A ballistics report identified the bullet as a slightly pancaked nine-millimeter Federal FMJ. Stapled to the report was a photocopy of a page from the autopsy showing a top-view drawing of the skull. The track of the bullet through Cordell’s brain was charted on the drawing. The bullet had entered just forward on the left temple, then tumbled on a straight line through the frontal lobe and out through the right temple region. The track of the tumbling bullet had been an inch wide. As McCaleb read it, he realized it was probably a good thing the paramedics were late. If they had managed to save Cordell, it probably would have been for a life on a machine in one of those medical centers that were nothing more than vegetable warehouses.

The ballistics report also contained an enhanced photo of the gun. Though much of the weapon was hidden in the gloved grip of the shooter, the sheriff’s firearms experts had identified it as a Heckler amp; Koch P7, a nine-millimeter pistol with a four-inch barrel and nickel finish.

The weapon identification was a curiosity to McCaleb. The HK P7 was a fairly expensive weapon, about a thousand dollars on the legitimate market, and not the kind of weapon normally seen in street crimes. He guessed that Jaye Winston must have assumed that the gun itself had to have been taken earlier in a robbery or burglary. McCaleb looked through the remaining supplemental reports and sure enough Winston had pulled crime reports from across the county in which an HK P7 of matching description had been reported stolen. It did not appear that she had taken the lead much further than that. It was true that many gun thefts went unreported because the people who lost the weapons shouldn’t have had them in the first place. But as Winston had undoubtedly done before, McCaleb scanned the list of reported thefts-only five in the last two years-to see if any names or addresses turned a switch. None did. All five of the burglaries Winston had collected were open cases with no suspects.
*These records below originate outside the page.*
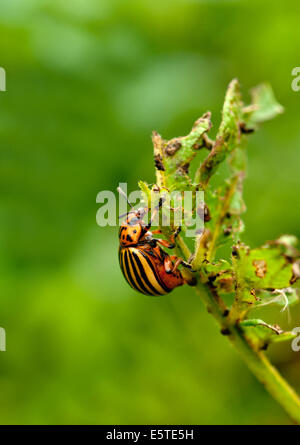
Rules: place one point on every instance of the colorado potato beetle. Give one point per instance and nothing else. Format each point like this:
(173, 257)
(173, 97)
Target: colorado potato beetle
(145, 265)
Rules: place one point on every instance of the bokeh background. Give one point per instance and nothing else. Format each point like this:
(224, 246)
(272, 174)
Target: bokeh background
(87, 82)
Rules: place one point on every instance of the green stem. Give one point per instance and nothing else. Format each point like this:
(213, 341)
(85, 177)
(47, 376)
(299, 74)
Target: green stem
(256, 361)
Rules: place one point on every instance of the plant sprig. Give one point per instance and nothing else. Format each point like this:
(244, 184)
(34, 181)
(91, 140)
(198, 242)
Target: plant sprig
(250, 277)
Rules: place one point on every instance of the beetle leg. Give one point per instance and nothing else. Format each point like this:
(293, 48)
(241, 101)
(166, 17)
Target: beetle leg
(165, 243)
(168, 264)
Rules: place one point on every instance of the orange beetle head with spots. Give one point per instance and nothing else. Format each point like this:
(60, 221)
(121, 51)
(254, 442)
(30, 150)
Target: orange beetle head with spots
(134, 228)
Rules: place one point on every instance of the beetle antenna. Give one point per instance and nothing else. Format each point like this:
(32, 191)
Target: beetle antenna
(125, 196)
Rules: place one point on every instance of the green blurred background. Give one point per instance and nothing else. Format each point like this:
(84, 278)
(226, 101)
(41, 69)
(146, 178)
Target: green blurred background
(87, 82)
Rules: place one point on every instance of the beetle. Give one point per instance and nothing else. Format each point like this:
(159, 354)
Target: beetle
(145, 265)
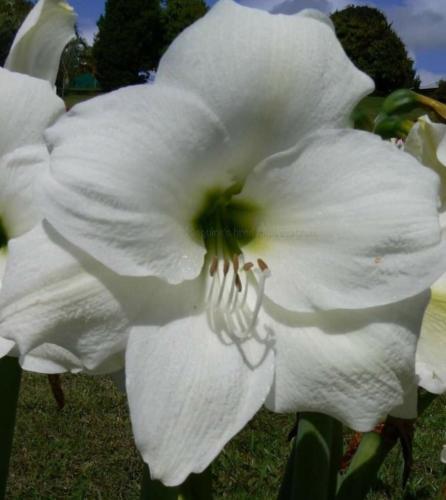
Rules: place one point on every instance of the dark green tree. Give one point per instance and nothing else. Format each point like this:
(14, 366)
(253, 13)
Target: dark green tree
(375, 48)
(440, 92)
(76, 59)
(128, 43)
(179, 14)
(12, 14)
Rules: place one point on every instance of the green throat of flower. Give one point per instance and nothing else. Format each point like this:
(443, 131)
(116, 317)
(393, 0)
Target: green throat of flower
(226, 224)
(235, 288)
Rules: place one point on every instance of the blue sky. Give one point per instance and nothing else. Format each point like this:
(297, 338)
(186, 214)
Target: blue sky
(420, 23)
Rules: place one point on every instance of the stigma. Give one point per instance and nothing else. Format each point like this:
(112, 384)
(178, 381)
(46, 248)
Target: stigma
(235, 294)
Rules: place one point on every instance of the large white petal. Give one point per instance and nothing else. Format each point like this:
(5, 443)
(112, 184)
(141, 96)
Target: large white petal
(129, 171)
(190, 390)
(19, 170)
(3, 260)
(270, 78)
(30, 106)
(431, 350)
(356, 366)
(53, 294)
(39, 43)
(424, 142)
(50, 359)
(348, 221)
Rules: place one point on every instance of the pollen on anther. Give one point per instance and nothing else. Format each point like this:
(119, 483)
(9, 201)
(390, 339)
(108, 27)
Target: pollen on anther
(214, 266)
(238, 283)
(226, 266)
(262, 265)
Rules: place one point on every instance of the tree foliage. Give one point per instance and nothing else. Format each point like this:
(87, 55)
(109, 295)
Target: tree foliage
(76, 59)
(440, 93)
(128, 43)
(374, 47)
(12, 14)
(179, 14)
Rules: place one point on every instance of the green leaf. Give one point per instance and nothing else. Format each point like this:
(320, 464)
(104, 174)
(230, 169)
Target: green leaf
(315, 458)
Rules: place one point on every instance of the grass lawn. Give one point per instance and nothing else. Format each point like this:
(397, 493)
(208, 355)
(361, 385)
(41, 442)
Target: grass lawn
(85, 451)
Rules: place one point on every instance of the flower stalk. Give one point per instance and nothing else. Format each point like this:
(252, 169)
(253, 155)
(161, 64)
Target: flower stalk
(10, 376)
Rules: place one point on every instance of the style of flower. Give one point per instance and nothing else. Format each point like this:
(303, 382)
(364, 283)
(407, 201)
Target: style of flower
(427, 142)
(273, 254)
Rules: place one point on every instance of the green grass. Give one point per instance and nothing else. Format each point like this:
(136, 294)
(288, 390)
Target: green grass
(86, 450)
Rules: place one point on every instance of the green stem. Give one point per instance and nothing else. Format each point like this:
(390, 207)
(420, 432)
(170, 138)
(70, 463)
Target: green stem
(10, 375)
(364, 467)
(369, 457)
(196, 487)
(313, 465)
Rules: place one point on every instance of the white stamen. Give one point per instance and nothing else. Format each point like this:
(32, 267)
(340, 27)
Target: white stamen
(230, 302)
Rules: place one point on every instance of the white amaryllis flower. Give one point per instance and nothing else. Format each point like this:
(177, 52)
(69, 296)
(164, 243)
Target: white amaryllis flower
(427, 142)
(41, 265)
(278, 255)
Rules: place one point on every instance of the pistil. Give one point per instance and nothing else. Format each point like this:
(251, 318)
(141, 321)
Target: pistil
(225, 298)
It was a dead end.

After the burglary list was a report detailing all thefts of black Grand Cherokees in the county during the last year. Winston had apparently believed the shooter’s car was also a contradiction-a high-line vehicle used in an economically low-line crime. McCaleb thought it was a good jump to consider the car was probably stolen. There were twenty-four Cherokees on the list but no other reports indicating any follow-up. Maybe, he considered, Winston had simply changed her mind after connecting her shooting to the Torres case. The Good Samaritan had described a getaway vehicle from the market shooting that could be a Cherokee. Since that indicated the shooter had not gotten rid of it, it possibly hadn’t been stolen after all.

The autopsy protocol was next and McCaleb flipped through the pages quickly. He knew from experience that ninety percent of any autopsy report was dedicated to the minute description of the procedure, identifying the characteristics of the victim’s interior organs and state of health at the time of death. Most of the time it was only the summary that was important to McCaleb. But in the Cordell case even that part of the autopsy was irrelevant because it was obvious. He found the summary anyway and nodded as he read what he already knew. Massive brain damage had led to Cordell’s death within minutes of the shooting.

He put the autopsy report aside. The next stack of reports dealt with Winston’s three-strike theory. Believing the shooter was an ex-convict facing life without parole for another conviction, Winston had gone to the state parole offices in Van Nuys and Lancaster and pulled files on paroled armed robbers who were Caucasian and had two prior felony convictions on their records. These were people facing third-strike penalties if arrested again under the new law. There were seventy-one of them assigned to the two parole offices geographically nearest the two robbery-shootings.